PVC: PVC (polyvinyl chloride) moulding is made with custom-blended resins uniquely formulated to minimize expansion and contraction. PVC moulding is moisture- and termite-proof, it doesn’t promote mold or mildew and it’s superior when gluing and nailing without splitting or cracking. PVC moulding has a factory-applied finish or can be repainted with latex or oil. Painting with dark colors (dark green, black, dark crimson red) isn’t recommended.

Polystyrene: Polystyrene moulding is created using polymer-based substrates that resist warping, twisting, splitting, mold and mildew. It’s prefinished and ready to install in a variety of woodgrains, colors and profiles. It’s a great alternative and value to traditional wood moulding.

White hardwood: White Hardwood (WHW) is manufactured from ash, which is a great all-around wood, readily available in the marketplace. It’s typically very white in color and very fine-grained, which makes it a great wood for both paint and stain. It’s easy to work with when sanding, cutting, shaping, moulding and embossing patterns because of its soft fiber nature. This species is available in all Lowe’s stores but selection may differ.

Decorative polyurethane: Decorative polyurethane is made from technologically advanced, high-density polyurethane that won’t warp, rot or split. This product will create detailed patterns without the expense of wood. It’s lightweight for easy handling, saws like wood and comes preprimed and ready to paint.

Poplar: Poplar is a great choice for moulding because it’s a close-grained wood that machines and sands well. Poplar is harder than pine and contains several color variations, including light, dark and green. Poplar is known for its smoothness, which makes it a great choice for painting or staining. Poplar is typically found in the construction of stair parts.

Hemlock: Hemlock has a light color, texture and grain pattern that easily accepts any paint, stain or natural finish. Its uniform color allows you to have a consistent finish throughout your home without having to take the time to match each piece. Hemlock hardens with age, making it a great choice that will last for years to come. Hemlock is typically available in the Northwest. Consider pine as an alternate species, as it’s similar in appearance and more available.

Knotty alder: Alder is a medium-density hardwood that’s softer than oak, cherry and walnut.
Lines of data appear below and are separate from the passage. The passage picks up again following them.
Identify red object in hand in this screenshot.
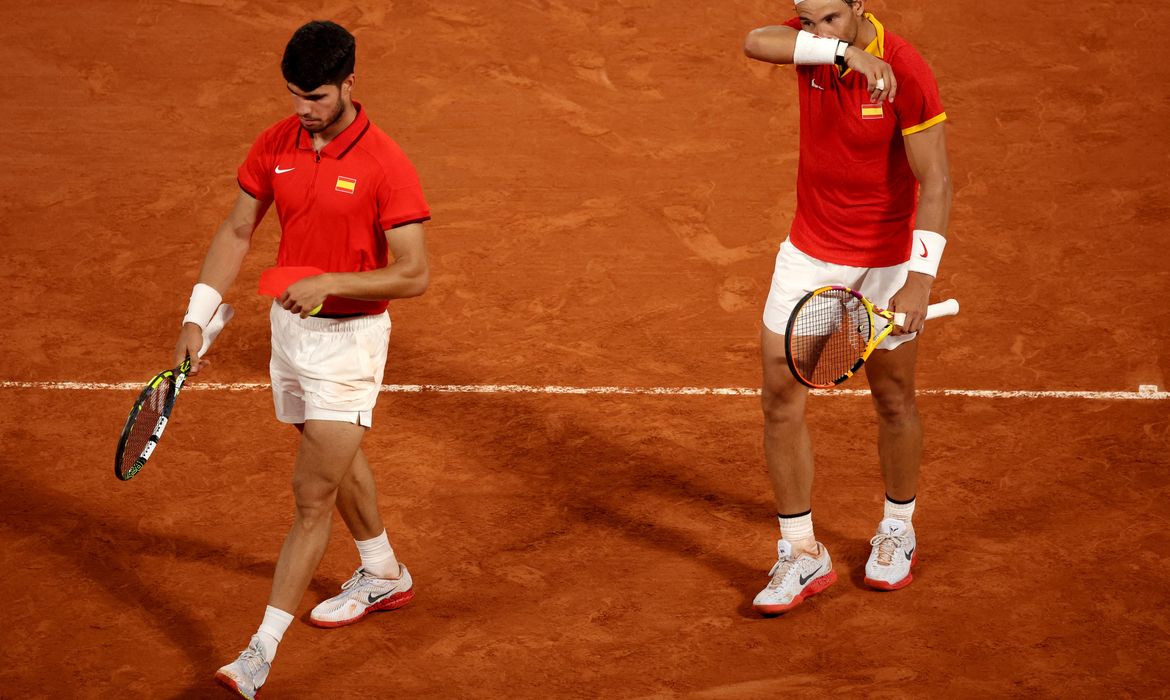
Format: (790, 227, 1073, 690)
(258, 266, 325, 298)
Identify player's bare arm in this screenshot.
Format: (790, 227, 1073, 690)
(281, 222, 429, 316)
(888, 123, 953, 335)
(173, 190, 271, 369)
(743, 25, 800, 64)
(745, 1, 897, 103)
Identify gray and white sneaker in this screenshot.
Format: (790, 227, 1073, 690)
(309, 564, 415, 628)
(753, 539, 837, 615)
(864, 518, 917, 590)
(214, 635, 270, 699)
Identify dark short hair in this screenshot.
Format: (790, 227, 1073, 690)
(281, 21, 355, 91)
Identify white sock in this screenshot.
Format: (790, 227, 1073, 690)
(884, 496, 916, 523)
(355, 530, 400, 579)
(778, 511, 816, 553)
(256, 605, 293, 663)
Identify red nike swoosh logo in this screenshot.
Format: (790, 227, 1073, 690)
(918, 241, 929, 258)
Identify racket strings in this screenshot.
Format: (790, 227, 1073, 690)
(119, 376, 175, 470)
(789, 290, 870, 386)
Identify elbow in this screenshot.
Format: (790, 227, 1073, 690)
(406, 267, 430, 298)
(743, 31, 765, 60)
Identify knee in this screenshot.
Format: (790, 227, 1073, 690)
(291, 476, 339, 525)
(872, 387, 919, 426)
(761, 382, 805, 425)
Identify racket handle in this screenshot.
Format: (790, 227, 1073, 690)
(891, 298, 960, 327)
(199, 303, 235, 357)
(925, 298, 960, 320)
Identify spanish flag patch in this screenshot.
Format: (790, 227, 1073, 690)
(861, 104, 884, 120)
(335, 176, 357, 194)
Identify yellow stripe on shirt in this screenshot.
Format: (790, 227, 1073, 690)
(902, 112, 948, 136)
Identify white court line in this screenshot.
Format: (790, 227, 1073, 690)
(0, 381, 1166, 400)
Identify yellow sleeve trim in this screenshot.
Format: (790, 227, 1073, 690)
(901, 112, 948, 136)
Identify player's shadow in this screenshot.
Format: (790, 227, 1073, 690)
(391, 386, 781, 620)
(0, 470, 338, 689)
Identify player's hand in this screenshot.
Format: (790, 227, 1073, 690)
(844, 46, 897, 104)
(888, 273, 932, 335)
(282, 273, 332, 318)
(173, 322, 210, 374)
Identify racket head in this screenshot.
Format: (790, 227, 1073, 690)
(114, 362, 187, 481)
(784, 285, 875, 389)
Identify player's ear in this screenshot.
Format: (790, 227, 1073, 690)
(342, 73, 356, 95)
(851, 0, 865, 19)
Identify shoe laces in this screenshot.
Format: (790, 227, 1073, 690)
(238, 638, 267, 674)
(340, 568, 373, 591)
(870, 531, 905, 566)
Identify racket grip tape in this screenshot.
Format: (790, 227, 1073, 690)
(892, 298, 960, 328)
(198, 303, 235, 357)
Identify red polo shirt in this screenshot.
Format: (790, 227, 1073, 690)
(783, 14, 946, 267)
(238, 103, 430, 315)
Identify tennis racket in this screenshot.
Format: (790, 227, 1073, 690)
(114, 303, 234, 480)
(259, 265, 326, 316)
(785, 285, 959, 389)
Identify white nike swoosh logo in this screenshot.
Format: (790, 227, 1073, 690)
(275, 166, 295, 174)
(811, 79, 825, 91)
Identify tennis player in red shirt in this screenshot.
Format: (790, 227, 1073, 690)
(170, 21, 430, 696)
(743, 0, 953, 614)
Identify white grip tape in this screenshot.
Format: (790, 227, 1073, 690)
(793, 31, 842, 65)
(198, 303, 234, 357)
(892, 299, 960, 328)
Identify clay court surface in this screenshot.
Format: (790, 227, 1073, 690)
(2, 0, 1169, 697)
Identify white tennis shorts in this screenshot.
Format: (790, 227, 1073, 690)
(762, 239, 917, 351)
(269, 302, 391, 427)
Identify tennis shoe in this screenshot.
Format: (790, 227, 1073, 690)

Alder has a straight grain and even texture. Its reddish-brown color often looks similar to cherry. Its softer nature is receptive to a variety of stain finishes. Knotty alder may contain pin knots, open and closed knots of various sizes. Knotty alder has a rustic appearance that adds a distinctive look to any room. This species of moulding isn’t available in all areas and not easily mimicked by other species or finish methods.
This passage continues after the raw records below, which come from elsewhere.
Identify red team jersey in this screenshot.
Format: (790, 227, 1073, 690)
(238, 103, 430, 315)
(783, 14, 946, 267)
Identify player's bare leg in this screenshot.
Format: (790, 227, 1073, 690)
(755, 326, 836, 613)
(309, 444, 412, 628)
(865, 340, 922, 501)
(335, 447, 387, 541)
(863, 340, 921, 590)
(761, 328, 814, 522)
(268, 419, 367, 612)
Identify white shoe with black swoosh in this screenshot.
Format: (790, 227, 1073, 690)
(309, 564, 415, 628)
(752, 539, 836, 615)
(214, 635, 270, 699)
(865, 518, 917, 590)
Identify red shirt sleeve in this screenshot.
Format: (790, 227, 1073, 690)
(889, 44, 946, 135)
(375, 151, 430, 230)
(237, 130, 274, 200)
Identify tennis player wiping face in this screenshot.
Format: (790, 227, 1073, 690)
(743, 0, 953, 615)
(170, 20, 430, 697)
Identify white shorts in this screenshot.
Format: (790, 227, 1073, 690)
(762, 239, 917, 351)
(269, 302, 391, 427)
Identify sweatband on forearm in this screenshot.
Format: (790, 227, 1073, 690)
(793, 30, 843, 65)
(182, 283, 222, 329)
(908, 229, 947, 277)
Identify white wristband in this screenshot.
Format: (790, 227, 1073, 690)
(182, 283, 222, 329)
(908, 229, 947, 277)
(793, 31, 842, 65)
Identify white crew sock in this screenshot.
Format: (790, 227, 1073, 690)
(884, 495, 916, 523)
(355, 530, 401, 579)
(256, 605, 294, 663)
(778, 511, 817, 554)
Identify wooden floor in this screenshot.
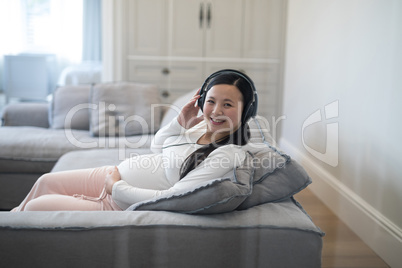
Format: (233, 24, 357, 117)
(294, 188, 390, 268)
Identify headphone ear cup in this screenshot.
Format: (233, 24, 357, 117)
(246, 92, 258, 120)
(197, 92, 205, 111)
(243, 100, 259, 122)
(242, 103, 253, 123)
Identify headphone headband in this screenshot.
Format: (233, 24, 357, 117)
(198, 69, 258, 122)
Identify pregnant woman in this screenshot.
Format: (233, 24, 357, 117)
(12, 69, 258, 211)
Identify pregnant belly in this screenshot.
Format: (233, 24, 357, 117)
(117, 153, 172, 190)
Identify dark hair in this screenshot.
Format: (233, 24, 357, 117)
(179, 72, 255, 179)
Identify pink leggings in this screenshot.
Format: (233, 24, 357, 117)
(13, 166, 122, 211)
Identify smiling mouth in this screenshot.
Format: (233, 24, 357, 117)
(211, 118, 226, 125)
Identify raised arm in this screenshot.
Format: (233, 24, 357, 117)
(150, 89, 204, 153)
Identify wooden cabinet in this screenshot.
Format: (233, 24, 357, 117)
(104, 0, 285, 118)
(201, 0, 243, 58)
(128, 60, 204, 100)
(169, 0, 204, 57)
(128, 0, 168, 56)
(244, 0, 284, 59)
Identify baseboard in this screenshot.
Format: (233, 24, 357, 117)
(279, 138, 402, 267)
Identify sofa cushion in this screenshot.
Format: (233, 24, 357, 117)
(51, 148, 153, 173)
(49, 85, 91, 130)
(89, 82, 163, 137)
(0, 126, 155, 173)
(1, 103, 50, 128)
(0, 199, 324, 268)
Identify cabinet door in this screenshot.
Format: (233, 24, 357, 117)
(128, 0, 168, 56)
(205, 0, 243, 58)
(244, 0, 284, 59)
(170, 0, 204, 57)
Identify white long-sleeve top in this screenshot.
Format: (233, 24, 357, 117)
(112, 117, 246, 210)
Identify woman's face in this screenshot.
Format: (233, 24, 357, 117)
(202, 84, 244, 141)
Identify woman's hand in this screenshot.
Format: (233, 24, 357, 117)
(105, 166, 121, 195)
(177, 88, 204, 129)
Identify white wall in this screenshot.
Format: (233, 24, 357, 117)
(281, 0, 402, 266)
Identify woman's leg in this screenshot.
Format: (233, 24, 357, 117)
(13, 166, 116, 211)
(23, 194, 121, 211)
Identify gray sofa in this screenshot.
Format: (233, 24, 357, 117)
(0, 82, 164, 210)
(0, 82, 324, 267)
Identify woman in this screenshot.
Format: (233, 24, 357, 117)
(12, 70, 257, 211)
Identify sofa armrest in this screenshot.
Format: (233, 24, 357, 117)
(1, 102, 50, 128)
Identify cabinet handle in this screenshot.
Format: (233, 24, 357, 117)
(207, 3, 211, 28)
(162, 68, 170, 75)
(161, 90, 170, 98)
(199, 3, 204, 28)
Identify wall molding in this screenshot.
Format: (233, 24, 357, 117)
(101, 0, 127, 82)
(280, 138, 402, 267)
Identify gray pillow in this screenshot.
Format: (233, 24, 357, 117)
(237, 148, 311, 210)
(49, 85, 91, 130)
(240, 117, 311, 208)
(128, 153, 254, 214)
(89, 82, 163, 137)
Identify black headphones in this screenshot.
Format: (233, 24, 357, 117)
(197, 69, 258, 123)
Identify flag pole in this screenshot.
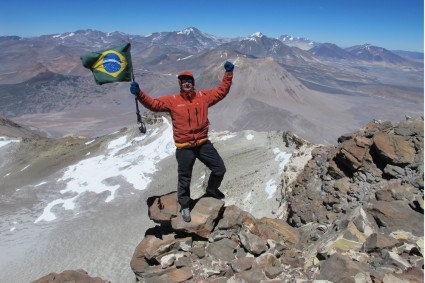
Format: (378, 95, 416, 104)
(128, 39, 146, 134)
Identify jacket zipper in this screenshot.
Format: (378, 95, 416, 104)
(187, 109, 191, 127)
(195, 108, 199, 126)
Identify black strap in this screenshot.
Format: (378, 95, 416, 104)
(135, 97, 146, 134)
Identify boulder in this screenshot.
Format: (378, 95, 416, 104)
(171, 197, 224, 237)
(148, 192, 178, 223)
(316, 253, 370, 283)
(367, 200, 424, 236)
(362, 233, 399, 252)
(373, 132, 416, 165)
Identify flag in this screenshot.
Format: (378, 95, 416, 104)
(80, 43, 132, 85)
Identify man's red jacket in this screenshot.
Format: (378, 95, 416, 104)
(136, 72, 233, 146)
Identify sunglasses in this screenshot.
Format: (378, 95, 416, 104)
(181, 79, 193, 84)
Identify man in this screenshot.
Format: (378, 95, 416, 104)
(130, 61, 234, 222)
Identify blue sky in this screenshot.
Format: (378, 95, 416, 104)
(1, 0, 423, 52)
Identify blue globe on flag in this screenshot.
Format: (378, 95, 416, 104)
(103, 53, 122, 73)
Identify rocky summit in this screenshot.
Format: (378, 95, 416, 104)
(30, 117, 424, 282)
(127, 117, 424, 283)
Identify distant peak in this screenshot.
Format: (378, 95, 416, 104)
(251, 32, 264, 38)
(280, 34, 294, 41)
(178, 27, 199, 35)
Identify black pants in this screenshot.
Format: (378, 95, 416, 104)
(176, 141, 226, 208)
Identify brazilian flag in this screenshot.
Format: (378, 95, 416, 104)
(81, 43, 132, 85)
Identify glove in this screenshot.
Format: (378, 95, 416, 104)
(130, 82, 140, 96)
(224, 61, 234, 72)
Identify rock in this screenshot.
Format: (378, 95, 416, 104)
(257, 217, 301, 246)
(367, 200, 424, 236)
(231, 257, 254, 272)
(31, 269, 111, 283)
(171, 197, 224, 238)
(382, 250, 412, 270)
(382, 273, 409, 283)
(144, 267, 193, 283)
(148, 192, 178, 223)
(383, 164, 405, 178)
(239, 230, 268, 256)
(131, 233, 176, 262)
(232, 269, 267, 283)
(362, 233, 399, 252)
(416, 238, 424, 256)
(258, 253, 283, 279)
(395, 119, 424, 137)
(206, 238, 238, 261)
(316, 253, 370, 283)
(354, 272, 373, 283)
(160, 254, 176, 268)
(175, 256, 192, 268)
(337, 135, 373, 171)
(393, 267, 424, 283)
(373, 132, 415, 165)
(216, 205, 258, 232)
(174, 237, 192, 252)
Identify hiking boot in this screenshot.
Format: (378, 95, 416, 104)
(181, 207, 191, 222)
(206, 189, 225, 199)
Maple: Maple is a medium-density hardwood that’s light in color. It has a clean, smooth finish with a tight grain, suitable for any application. Maple is straight-grained and can easily be stained to enhance its appearance or clear-coated for a more natural look. Maple moulding complements the increasingly popular maple flooring and cabinetry. Maple moulding isn’t available in all stores. WHW in a maple stain is an alternative.
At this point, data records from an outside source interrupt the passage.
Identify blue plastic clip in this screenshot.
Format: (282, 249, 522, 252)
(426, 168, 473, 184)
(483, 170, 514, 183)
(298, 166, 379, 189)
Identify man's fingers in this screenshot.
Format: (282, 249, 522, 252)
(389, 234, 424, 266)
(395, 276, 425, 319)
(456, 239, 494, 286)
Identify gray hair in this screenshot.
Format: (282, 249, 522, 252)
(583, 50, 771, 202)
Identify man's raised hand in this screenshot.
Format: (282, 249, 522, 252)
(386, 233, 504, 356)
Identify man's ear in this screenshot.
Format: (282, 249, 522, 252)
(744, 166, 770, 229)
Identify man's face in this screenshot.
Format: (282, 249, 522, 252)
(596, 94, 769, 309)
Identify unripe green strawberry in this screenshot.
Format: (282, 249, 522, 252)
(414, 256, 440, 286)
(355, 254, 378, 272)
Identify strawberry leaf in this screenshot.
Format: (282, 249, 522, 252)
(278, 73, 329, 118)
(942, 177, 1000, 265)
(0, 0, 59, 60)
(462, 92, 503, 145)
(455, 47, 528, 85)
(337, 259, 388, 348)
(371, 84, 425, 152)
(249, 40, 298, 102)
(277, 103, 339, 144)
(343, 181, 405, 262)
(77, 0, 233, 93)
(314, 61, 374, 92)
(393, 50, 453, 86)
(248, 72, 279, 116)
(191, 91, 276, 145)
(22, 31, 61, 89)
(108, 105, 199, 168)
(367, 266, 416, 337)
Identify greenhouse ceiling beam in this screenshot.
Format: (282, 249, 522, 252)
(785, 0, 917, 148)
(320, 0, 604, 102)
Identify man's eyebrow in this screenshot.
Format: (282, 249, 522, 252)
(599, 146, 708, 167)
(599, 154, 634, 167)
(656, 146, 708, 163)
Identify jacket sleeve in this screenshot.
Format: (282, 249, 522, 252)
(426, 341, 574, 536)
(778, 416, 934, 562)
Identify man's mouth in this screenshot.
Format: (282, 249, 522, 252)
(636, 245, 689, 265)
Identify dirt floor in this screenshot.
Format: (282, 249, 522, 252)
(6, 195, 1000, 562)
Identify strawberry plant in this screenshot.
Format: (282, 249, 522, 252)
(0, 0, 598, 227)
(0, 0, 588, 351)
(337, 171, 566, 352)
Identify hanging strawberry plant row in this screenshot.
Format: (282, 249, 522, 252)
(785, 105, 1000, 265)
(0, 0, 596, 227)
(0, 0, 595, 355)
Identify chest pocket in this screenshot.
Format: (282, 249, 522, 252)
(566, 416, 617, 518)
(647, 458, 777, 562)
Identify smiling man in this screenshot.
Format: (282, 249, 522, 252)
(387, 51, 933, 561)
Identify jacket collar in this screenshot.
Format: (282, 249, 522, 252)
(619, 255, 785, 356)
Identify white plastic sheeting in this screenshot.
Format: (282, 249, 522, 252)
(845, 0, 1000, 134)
Mahogany: Mahogany is one of the hardest of the hardwoods. It’s straight grain and has a medium-coarse texture that will vary slightly in color from a light, reddish-brown to a medium red. Mahogany absorbs stains and finishes extremely well with minimal work. When finished, mahogany adds a luxurious look to any room. Check with your local store for availability of this species. Try one of the woodgrains in the polystyrene moulding line for a similar look.